2.3. Simon, H. A. "The Information Storage System Called 'Human Memory'"
This section describes current (in 1979) theories about human memory and some of the key experiments which led to certain conclusions. It also describes the relationship between information processing psychology to physiological psychology by discussing the abstraction from the neural level to the symbol level (using the analogy with physics and chemistry). The argument given is not against reductionism in principle, but only in practice. Also discussed is the scientific methodology for inferring the existence of abstract entities--as molecules were postulated as part of a theory to explain observable phenomena (so, this type of inference is inductive!). He argues that the structures postulated by information processing psychologist should give physiological psychologists phenomena to describe in terms of the neural level.
Distinct "memories" (such as LTM vs. STM) can be characterized by "(1) the kinds of inputs that can be stored in it, (2) the time required to store new information in it, (3) the time required to access information previously stored in it, (4) the durations over which information, once stored, is retained, (5) conditions that cause loss of information over a period during which it could otherwise be retained, (6) the qualitative nature of the deterioration of stored information, (7) the nature of the cues needed for accessing stored information, and (8) the form of organization of the stored information." Distinct memories need not be located in different areas of the brain.
The existence of distinct memories has been inferred from experiments from the following paradigms:
(1) Immediate recall (of an array of letters)

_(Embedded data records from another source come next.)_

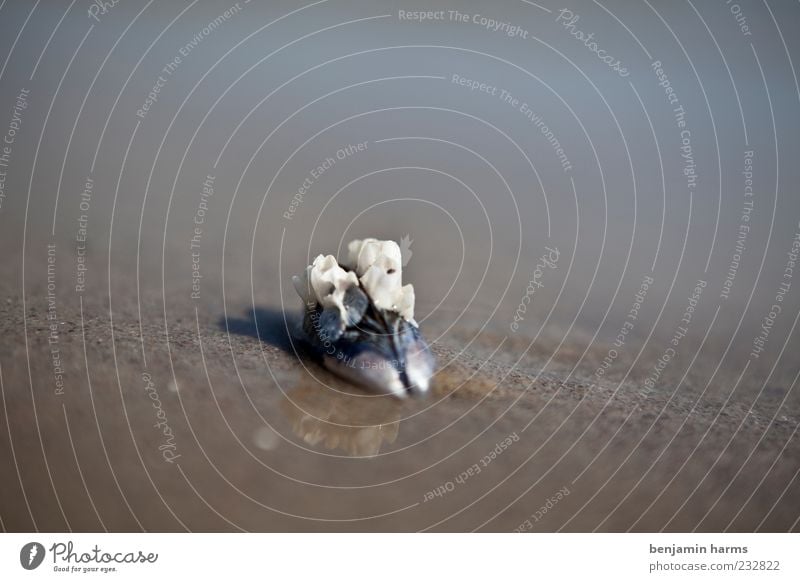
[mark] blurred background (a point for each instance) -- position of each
(599, 213)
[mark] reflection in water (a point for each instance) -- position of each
(337, 416)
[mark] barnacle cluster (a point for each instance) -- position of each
(359, 318)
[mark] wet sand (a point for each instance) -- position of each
(260, 440)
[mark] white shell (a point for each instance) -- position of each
(379, 265)
(325, 282)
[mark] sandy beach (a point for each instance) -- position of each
(597, 207)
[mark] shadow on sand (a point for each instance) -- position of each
(271, 326)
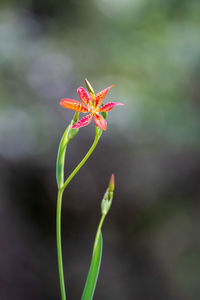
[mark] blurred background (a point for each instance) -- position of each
(150, 50)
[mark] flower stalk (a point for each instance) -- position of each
(61, 187)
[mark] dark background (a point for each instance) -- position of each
(150, 50)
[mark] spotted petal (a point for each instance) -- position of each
(101, 95)
(100, 122)
(83, 122)
(84, 96)
(74, 105)
(109, 106)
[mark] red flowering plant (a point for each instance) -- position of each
(92, 104)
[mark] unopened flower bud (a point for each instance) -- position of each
(89, 87)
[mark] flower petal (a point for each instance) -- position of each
(74, 105)
(109, 106)
(83, 122)
(101, 95)
(100, 122)
(84, 96)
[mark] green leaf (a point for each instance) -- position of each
(94, 269)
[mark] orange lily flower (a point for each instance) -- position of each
(90, 104)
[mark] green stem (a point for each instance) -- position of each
(58, 214)
(97, 137)
(59, 246)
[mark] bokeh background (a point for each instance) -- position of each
(150, 50)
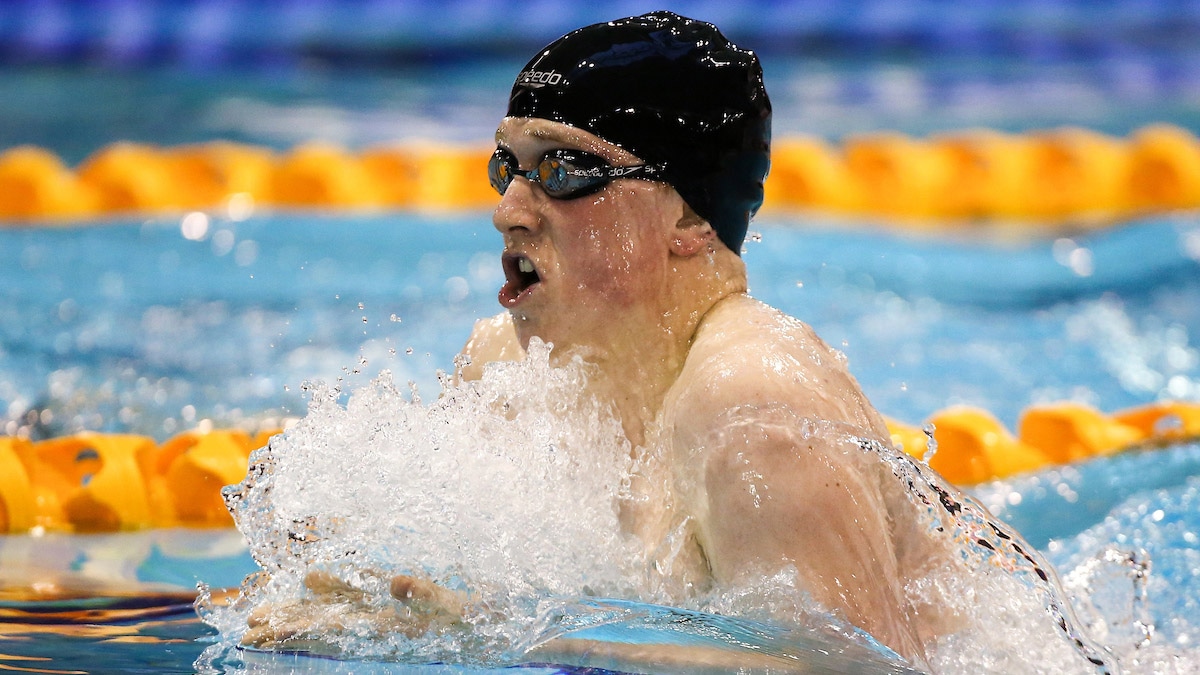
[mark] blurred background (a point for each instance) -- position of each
(185, 311)
(279, 72)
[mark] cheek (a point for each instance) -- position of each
(607, 254)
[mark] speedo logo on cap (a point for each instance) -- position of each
(537, 79)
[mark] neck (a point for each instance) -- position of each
(646, 352)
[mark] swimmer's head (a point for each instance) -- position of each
(671, 90)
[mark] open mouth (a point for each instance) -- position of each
(520, 276)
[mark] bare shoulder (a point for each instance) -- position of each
(748, 354)
(491, 340)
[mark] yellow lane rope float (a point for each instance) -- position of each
(108, 482)
(1055, 175)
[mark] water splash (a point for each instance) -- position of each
(509, 489)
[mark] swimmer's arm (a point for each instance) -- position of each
(333, 607)
(778, 497)
(492, 340)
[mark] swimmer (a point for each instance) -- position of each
(630, 162)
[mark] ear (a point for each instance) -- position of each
(693, 234)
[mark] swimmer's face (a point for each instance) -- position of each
(577, 270)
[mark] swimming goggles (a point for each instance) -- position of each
(565, 174)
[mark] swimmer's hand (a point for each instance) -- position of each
(337, 609)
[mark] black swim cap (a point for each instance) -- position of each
(671, 90)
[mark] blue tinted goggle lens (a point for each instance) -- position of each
(564, 174)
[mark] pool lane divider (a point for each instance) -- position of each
(112, 482)
(1044, 177)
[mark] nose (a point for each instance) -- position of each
(517, 211)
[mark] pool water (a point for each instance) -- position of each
(150, 326)
(97, 315)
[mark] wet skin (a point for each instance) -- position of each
(721, 396)
(725, 386)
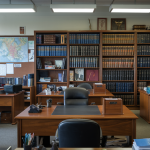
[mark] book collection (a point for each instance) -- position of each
(118, 38)
(127, 99)
(118, 50)
(141, 85)
(84, 62)
(120, 86)
(143, 62)
(118, 62)
(51, 50)
(84, 39)
(118, 75)
(84, 50)
(143, 74)
(143, 50)
(50, 38)
(143, 38)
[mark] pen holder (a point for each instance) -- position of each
(27, 147)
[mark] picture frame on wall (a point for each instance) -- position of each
(118, 23)
(101, 23)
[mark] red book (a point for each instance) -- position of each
(92, 75)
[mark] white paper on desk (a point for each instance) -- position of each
(10, 68)
(2, 69)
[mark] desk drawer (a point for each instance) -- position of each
(5, 101)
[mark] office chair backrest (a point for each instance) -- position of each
(75, 133)
(85, 85)
(75, 96)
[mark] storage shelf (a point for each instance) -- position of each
(84, 44)
(51, 44)
(51, 82)
(86, 67)
(118, 80)
(53, 69)
(85, 81)
(51, 56)
(86, 56)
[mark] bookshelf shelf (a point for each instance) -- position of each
(53, 69)
(118, 80)
(51, 56)
(86, 56)
(52, 44)
(51, 82)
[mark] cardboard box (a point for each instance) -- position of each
(112, 106)
(99, 88)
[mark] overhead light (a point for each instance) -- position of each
(17, 8)
(117, 8)
(73, 8)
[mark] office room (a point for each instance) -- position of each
(80, 63)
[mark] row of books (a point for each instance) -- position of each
(143, 62)
(118, 75)
(50, 38)
(84, 62)
(143, 50)
(84, 50)
(127, 99)
(118, 50)
(141, 85)
(84, 39)
(78, 75)
(143, 74)
(120, 86)
(118, 62)
(118, 38)
(51, 50)
(143, 38)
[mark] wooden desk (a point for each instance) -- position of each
(15, 101)
(56, 97)
(45, 124)
(145, 105)
(86, 149)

(2) Sperling paradigm (an array of letters is presented, then a tone is presented which
indicates which row [beginning, middle, end] of the array is to be recalled; results vary with the time interval between the array presentation and the tone)(3) Delayed recall (like immediate recall, but with an intermediate task)
(4) Rote verbal learning (longer exposure time or a number of successive trials and a response delay with a possible intervening activity; performance varies with total exposure time, response delay, and the nature of the intervening activity)
The experimental results suggest that auditory memory (STM) is being used in (1) [giving confusion of acoustically similar words], while visual memory (STM) is being used in (2). In particular, we have distinct memories. The results of (1) and (3) contrasted with (4) inductively implies the existence of another distinct memory (LTM).
Experiments have been done to determine the parameters of these memories. STM has the capacity to hold a few (about four?) chunks at a time, where a chunk is anything that can be recognized by LTM (ie, it is familiar). STM also has a short fixation and retrieval time. (He also notes here experimental results which imply a reader visually recognizes a word, retrieves the associated aural word, which is then used to retrieve the meaning.)
LTM seems to be virtually unlimited, and can link two chunks into a new chunk on the order of five to ten seconds. There are two processes involved in adding a new chunk to LTM: familiarization with the new information in semantic memory and (possibly more importantly time-wise?) elaboration of the recognition memory so it can be accessed. Also, chunks are stored in structured forms, so that, for example, if a chunk represents a list, the beginning of the list takes longer to access (about 2 seconds) than the succeeding members (about 300 msecs each).
LTM may be partitioned into two components: recognition memory (index) and semantic memory (encyclopedia). Information processing models of recognition memory include EPAM, SAL, and MAPP. Models of LTM concerned with semantic memory include the systems of Linsday, Reitman-Grove-Shoup, Quillian, Rumelhart-Linday-Norman, Shank, and Winograd. The Anderson and Bower HAM model contains both components. These theories postulate that recognition memory is in the form of a discrimination net and semantic memory is in the form of node-links or property-lists.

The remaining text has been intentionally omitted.